I didn't so much question the courtship technique of the frigate as much as I was just interested in this unique action. The male frigates have a red pouch on their neck that they inflate in order to attract the females. They sit in the bushes with their pouches inflated and as the females fly by, they tap their beaks on the pouch in an attempt to convince the females to land by them and become their mate.

These birds are also extremely long, with wingspans around 8 feet, but not as massive as the albatross. Luis told us that these birds without a doubt were the most agile and able fliers of all the birds. Their slender body and forked tail allow them to maneuver through the air, but is not advantageous for them to dive. These birds act like pirates by flying through the air and literally snatching an already caught fish from a bird flying home with its victory.

The Galápagos Islands are full of seabirds that one could argue are the weirdest birds they have ever seen. The flightless cormorant is a strong contender for this title. While standing on the rocks and preening, this bird appears to be quite normal. Not until this bird opens its "wings" do you come to see why the flightless cormorant gets second looks from tourists. The bird lacks terrestrial predators, so it has lost its need to flee from trouble, and in the process, also has lost its wings.
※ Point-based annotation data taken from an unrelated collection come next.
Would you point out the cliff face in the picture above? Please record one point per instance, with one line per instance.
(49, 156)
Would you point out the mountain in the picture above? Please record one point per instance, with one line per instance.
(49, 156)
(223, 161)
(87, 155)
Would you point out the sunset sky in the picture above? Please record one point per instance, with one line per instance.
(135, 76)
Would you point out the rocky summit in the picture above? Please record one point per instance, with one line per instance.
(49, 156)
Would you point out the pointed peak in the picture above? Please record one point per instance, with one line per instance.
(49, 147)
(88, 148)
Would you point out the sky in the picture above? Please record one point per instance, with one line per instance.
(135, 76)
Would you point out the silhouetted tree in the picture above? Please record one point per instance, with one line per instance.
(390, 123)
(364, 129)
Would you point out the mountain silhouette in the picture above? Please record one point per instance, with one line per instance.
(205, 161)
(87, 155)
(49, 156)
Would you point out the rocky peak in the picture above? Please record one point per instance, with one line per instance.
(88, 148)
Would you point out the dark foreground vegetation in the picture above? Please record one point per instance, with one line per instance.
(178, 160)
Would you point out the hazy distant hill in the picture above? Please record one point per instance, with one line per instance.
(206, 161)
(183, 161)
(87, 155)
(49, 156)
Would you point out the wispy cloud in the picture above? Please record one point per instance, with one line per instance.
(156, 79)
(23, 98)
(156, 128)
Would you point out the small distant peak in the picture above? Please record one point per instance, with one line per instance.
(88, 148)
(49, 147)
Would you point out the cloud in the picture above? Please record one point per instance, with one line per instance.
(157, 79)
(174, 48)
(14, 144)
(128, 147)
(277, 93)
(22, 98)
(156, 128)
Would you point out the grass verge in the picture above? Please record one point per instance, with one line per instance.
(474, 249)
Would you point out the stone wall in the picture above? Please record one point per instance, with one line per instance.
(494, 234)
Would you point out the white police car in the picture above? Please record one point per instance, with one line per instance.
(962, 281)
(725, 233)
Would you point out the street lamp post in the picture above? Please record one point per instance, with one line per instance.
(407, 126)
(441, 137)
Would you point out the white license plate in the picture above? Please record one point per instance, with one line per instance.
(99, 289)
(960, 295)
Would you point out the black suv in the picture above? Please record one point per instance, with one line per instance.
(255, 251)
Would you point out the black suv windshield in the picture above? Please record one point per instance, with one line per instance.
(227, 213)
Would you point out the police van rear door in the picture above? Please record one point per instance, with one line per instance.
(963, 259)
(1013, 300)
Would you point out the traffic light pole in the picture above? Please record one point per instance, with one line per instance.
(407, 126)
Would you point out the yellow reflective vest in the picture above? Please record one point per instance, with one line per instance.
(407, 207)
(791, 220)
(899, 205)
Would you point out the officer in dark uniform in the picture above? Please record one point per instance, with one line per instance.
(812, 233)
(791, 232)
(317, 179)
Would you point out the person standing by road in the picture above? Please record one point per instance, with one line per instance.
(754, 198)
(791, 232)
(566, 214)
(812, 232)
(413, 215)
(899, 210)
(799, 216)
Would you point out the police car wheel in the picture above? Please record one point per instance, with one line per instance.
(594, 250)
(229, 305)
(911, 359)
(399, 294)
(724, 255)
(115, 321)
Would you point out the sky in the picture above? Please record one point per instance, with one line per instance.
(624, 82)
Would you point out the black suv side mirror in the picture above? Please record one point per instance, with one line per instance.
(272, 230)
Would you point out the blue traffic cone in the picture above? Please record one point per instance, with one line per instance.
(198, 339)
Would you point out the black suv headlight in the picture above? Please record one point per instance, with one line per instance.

There was not a moment of the trip that was uninteresting to me, but the brown pelican seemed to be the most normal and familiar of the fauna. The brown pelican, so named because of the brown feathers on its neck, acts and appears very similar to the pelicans in the United States. They have great eyesight, and will perch either on rocks or on the back of our boat and spot fish to swoop down and trap in their large beaks. The pelicans have a pouch that allows them to hold the full live fish, bring it to the surface and swallow it down. We had a pelican that seemed to stalk Eugenia around our boat, but maybe it was around more so at night to utilize the light to spot fish in the water.

The brown pelican's arch enemy and biggest annoyance is the brown noddy. Like the frigate birds, the brown noddies are pirate hunters. They fly around with the pelicans and land on their head waiting to steal the catch right out of their mouths. It was amusing to watch the waiting game that takes place between the pelican and noddy. We saw the noddies sitting on the pelicans for a few minutes before they got bored with waiting and would fly away and allow the pelican to enjoy its catch.

We saw some of the other sea birds while we were out motoring on the boat, but the only problem is that we just saw them fly by to get a glimpse of them, rather then get to observe them and analyze their actions. We were fortunate enough to see the storm petrels pattering on the surface of the water to coax the fish to come to top and feed. But other than that, we witnessed a tropicbird flyby, some shearwater passings and some gull spottings, but didn't really get to observe much about them.